Altamira (PA), 15/06/2012 – Cerca de 300 pessoas, entre povos indígenas, agricultores, pescadores, ativistas e moradores afetados pela construção da hidrelétrica de Belo Monte ocuparam, nessa sexta-feira, o local onde a barragem será construída, localizado próximo à vila de Santo Antônio. O protesto pacífico das comunidades tradicionais da Amazônia ocorre no momento em que o Brasil sedia a Rio+20, Conferência das Nações Unidas sobre Desenvolvimento Sustentável, no Rio de Janeiro.
O objetivo do protesto é denunciar mais uma vez todos os crimes socioambientais cometidos com a construção de grandes projetos hidrelétricos na Amazônia. Belo Monte é apenas a primeira de dezenas de barragens que o governo brasileiro pretende construir na região, com consequências devastadoras e irreversíveis para a floresta e seus povos.
Logo pela manhã, os manifestantes marcharam até uma das pequenas barragens construídas recentemente para dar início às obras. Munidos de pás, enxadas e picaretas, os moradores que estão sendo deslocados pelas obras, abriram um pequeno canal para restaurar o fluxo natural do Xingu, enquanto outros ativistas usaram seus corpos para formar a mensagem "Pare Belo Monte".

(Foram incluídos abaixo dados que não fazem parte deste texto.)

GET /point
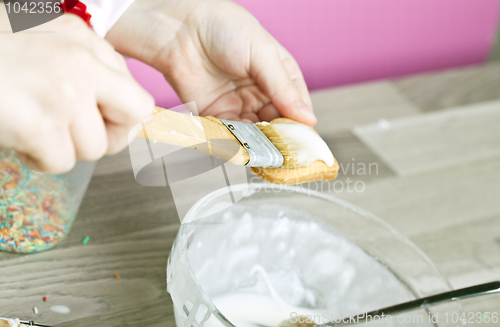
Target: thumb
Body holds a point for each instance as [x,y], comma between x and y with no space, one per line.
[273,78]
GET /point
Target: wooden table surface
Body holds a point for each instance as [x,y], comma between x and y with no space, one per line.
[434,137]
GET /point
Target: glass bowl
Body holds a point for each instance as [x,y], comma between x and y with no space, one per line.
[284,253]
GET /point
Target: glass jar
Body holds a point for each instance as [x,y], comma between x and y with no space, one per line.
[37,209]
[284,251]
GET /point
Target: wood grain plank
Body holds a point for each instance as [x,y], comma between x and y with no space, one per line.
[436,140]
[342,108]
[433,200]
[452,88]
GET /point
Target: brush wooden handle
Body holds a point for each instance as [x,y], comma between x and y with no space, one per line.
[206,134]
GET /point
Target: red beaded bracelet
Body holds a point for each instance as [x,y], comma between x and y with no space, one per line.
[78,8]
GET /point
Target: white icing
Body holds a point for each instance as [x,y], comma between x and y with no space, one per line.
[246,309]
[307,145]
[60,309]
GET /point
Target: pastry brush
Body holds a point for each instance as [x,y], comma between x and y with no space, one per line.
[463,293]
[253,145]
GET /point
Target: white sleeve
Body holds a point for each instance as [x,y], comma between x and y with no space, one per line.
[105,13]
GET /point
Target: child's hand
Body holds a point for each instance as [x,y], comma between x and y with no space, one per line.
[215,53]
[65,94]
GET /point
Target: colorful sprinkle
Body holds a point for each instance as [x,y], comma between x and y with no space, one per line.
[35,210]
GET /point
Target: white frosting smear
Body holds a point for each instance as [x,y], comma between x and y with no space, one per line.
[60,309]
[307,145]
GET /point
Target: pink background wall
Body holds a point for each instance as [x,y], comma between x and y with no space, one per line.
[347,41]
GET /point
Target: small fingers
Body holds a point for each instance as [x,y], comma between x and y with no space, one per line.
[123,103]
[89,133]
[51,152]
[270,73]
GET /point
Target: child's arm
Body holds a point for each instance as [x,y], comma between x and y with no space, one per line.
[65,94]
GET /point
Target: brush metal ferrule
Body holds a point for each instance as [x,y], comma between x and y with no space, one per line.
[262,152]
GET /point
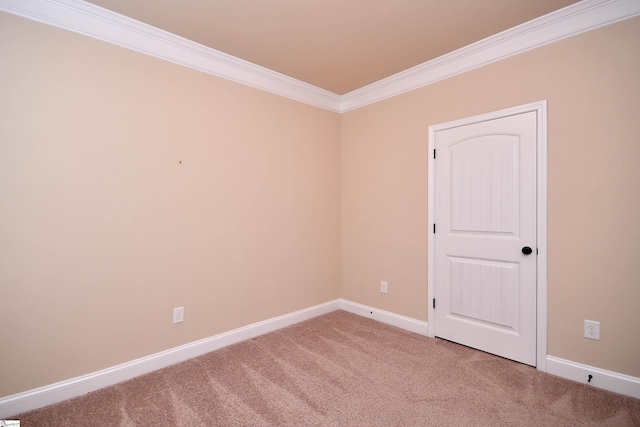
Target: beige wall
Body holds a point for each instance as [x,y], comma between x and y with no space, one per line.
[130,186]
[103,231]
[592,84]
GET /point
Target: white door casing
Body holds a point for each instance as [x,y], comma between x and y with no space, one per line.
[487,200]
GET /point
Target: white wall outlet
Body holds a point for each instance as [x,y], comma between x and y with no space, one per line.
[178,315]
[592,329]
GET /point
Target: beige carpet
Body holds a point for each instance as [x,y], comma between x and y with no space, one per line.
[344,370]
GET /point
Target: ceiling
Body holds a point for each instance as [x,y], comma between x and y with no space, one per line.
[337,45]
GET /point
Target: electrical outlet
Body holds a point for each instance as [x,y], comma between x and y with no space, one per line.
[592,329]
[383,287]
[178,315]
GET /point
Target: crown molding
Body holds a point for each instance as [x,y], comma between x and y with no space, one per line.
[94,21]
[572,20]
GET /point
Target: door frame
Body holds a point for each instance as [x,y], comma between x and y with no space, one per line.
[540,108]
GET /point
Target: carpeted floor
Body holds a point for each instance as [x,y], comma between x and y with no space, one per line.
[344,370]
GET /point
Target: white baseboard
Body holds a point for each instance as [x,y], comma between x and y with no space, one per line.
[54,393]
[407,323]
[607,380]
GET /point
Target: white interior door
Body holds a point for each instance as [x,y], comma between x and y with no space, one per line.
[485,219]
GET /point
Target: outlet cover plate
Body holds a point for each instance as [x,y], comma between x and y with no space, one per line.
[178,315]
[384,287]
[592,329]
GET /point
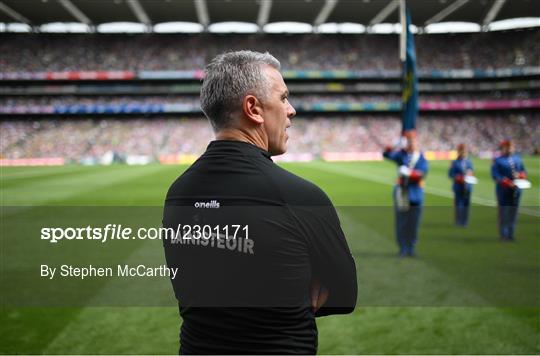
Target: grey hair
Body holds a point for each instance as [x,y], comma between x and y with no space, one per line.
[228,78]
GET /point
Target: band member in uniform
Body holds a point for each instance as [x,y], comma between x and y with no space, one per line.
[408,193]
[505,169]
[460,169]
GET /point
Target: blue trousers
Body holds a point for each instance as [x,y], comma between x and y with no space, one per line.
[407,224]
[462,202]
[508,205]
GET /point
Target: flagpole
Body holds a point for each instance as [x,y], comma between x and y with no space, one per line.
[403,35]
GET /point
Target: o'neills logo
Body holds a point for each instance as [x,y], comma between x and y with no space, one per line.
[212,204]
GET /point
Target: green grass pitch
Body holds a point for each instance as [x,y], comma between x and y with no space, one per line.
[465,293]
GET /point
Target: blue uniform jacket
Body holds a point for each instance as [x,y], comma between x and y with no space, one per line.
[460,167]
[415,189]
[505,167]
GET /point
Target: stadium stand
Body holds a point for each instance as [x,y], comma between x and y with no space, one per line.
[31,53]
[78,140]
[462,98]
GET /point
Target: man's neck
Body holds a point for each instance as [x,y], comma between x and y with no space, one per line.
[233,134]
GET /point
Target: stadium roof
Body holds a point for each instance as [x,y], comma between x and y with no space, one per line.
[261,12]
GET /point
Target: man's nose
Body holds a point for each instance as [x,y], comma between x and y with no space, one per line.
[291,112]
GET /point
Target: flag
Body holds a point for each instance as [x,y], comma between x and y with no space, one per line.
[409,80]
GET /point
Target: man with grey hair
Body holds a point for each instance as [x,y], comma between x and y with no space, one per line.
[260,250]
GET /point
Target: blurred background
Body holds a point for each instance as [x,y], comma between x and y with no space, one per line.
[118,81]
[99,113]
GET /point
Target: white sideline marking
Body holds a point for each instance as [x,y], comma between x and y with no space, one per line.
[390,181]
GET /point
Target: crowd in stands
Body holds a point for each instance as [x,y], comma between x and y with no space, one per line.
[50,52]
[79,139]
[296,99]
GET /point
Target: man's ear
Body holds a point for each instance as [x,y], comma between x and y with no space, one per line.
[252,108]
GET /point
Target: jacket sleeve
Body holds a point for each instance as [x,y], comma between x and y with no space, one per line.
[332,263]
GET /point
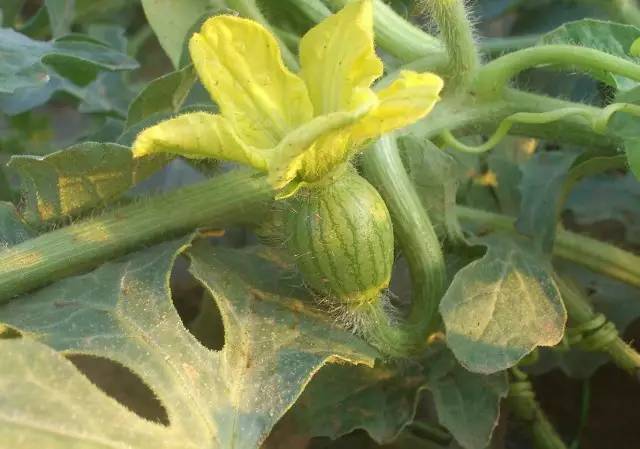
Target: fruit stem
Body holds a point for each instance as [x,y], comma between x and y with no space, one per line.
[457,34]
[419,243]
[523,404]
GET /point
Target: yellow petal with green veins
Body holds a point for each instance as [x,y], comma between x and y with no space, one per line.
[314,149]
[239,63]
[198,135]
[406,100]
[339,61]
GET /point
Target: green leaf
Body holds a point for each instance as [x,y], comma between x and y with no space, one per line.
[436,176]
[616,300]
[81,177]
[164,95]
[609,37]
[490,9]
[467,404]
[543,177]
[632,150]
[502,306]
[606,198]
[505,162]
[61,14]
[9,10]
[172,21]
[231,398]
[26,63]
[341,399]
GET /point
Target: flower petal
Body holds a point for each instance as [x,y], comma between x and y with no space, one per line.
[338,59]
[239,63]
[409,98]
[198,135]
[314,149]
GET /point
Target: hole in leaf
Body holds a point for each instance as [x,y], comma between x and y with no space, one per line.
[197,309]
[123,385]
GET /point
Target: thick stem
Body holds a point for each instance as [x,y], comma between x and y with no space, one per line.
[457,34]
[480,117]
[494,76]
[397,36]
[234,197]
[496,46]
[604,337]
[416,236]
[593,254]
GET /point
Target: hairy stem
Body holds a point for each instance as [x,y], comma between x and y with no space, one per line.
[496,46]
[593,254]
[523,404]
[494,76]
[480,117]
[457,34]
[418,240]
[595,332]
[235,197]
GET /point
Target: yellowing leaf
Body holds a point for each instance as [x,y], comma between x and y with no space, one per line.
[274,342]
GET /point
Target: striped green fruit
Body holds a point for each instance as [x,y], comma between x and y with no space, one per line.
[341,236]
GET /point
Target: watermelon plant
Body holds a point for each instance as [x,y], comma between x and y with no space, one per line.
[319,223]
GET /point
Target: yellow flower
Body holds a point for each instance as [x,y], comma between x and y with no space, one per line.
[294,127]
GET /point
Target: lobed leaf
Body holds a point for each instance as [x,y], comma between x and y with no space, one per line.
[123,311]
[340,399]
[83,176]
[609,37]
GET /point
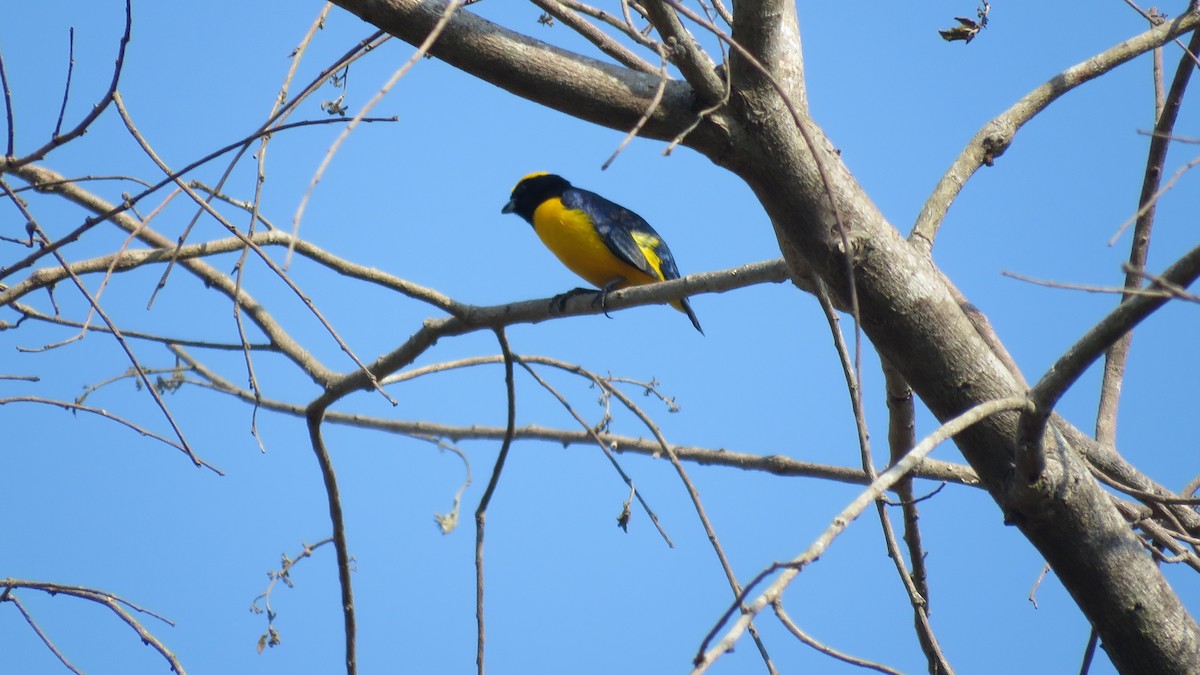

Manifestantes plantaram quinhentas árvores nativas de açaí para estabilizar a margem do rio que foi destruída pelo início das obras e ergueram 200 cruzes no local para relembrar os companheiros que perderam suas vidas defendendo a floresta. Uma delegação de observadores internacionais e ativistas de direitos humanos, incluindo o ator brasileiro Sérgio Marone do Movimento Gota d’Água, também está presente para testemunhar e dar visibilidade às ações.
Enquanto isso, em Altamira, centenas de moradores realizaram uma marcha até a sede da Norte Energia S/A (NESA), consórcio responsável pela construção da usina. As ações fazem parte do Xingu+23, uma série de atividades e debates em comemoração aos 23 anos de resistência contra Belo Monte.
"Nossa luta está longe de ter um fim. Nosso apelo para o mundo é que este rio se mantenha vivo. Nós, as pessoas que vivem ao longo das margens do Xingu, que subsistem do rio, que bebem do rio e que já estão sofrendo as consequências deste projeto de morte, nós exigimos: “Pare, Belo Monte!”, disse Antônia Melo, coordenadora do Movimento Xingu Vivo Para Sempre.
Sheyla Juruna, líder da comunidade indígena Juruna, afetada pela barragem, afirmou: "A hora é agora! O governo brasileiro está matando o rio Xingu e destruindo a vida dos povos indígenas. Não vamos desistir! Este é o nosso território e vamos agir da nossa própria maneira para parar Belo Monte. Esse rio é nosso e vamos defende-lo até o fim! "
Programado para ser a terceira maior hidrelétrica do mundo, Belo Monte desviará 80% do fluxo do rio Xingu através de canais artificiais, inundando mais de 600 quilômetros quadrados de floresta enquanto a região conhecida como ‘Volta Grande do Xingu’ (trecho de 100 quilômetros do rio) terá seu volume de água severamente comprometido, privando centenas de famílias indígenas e ribeirinhas do seu recurso mais precioso: a água do Xingu.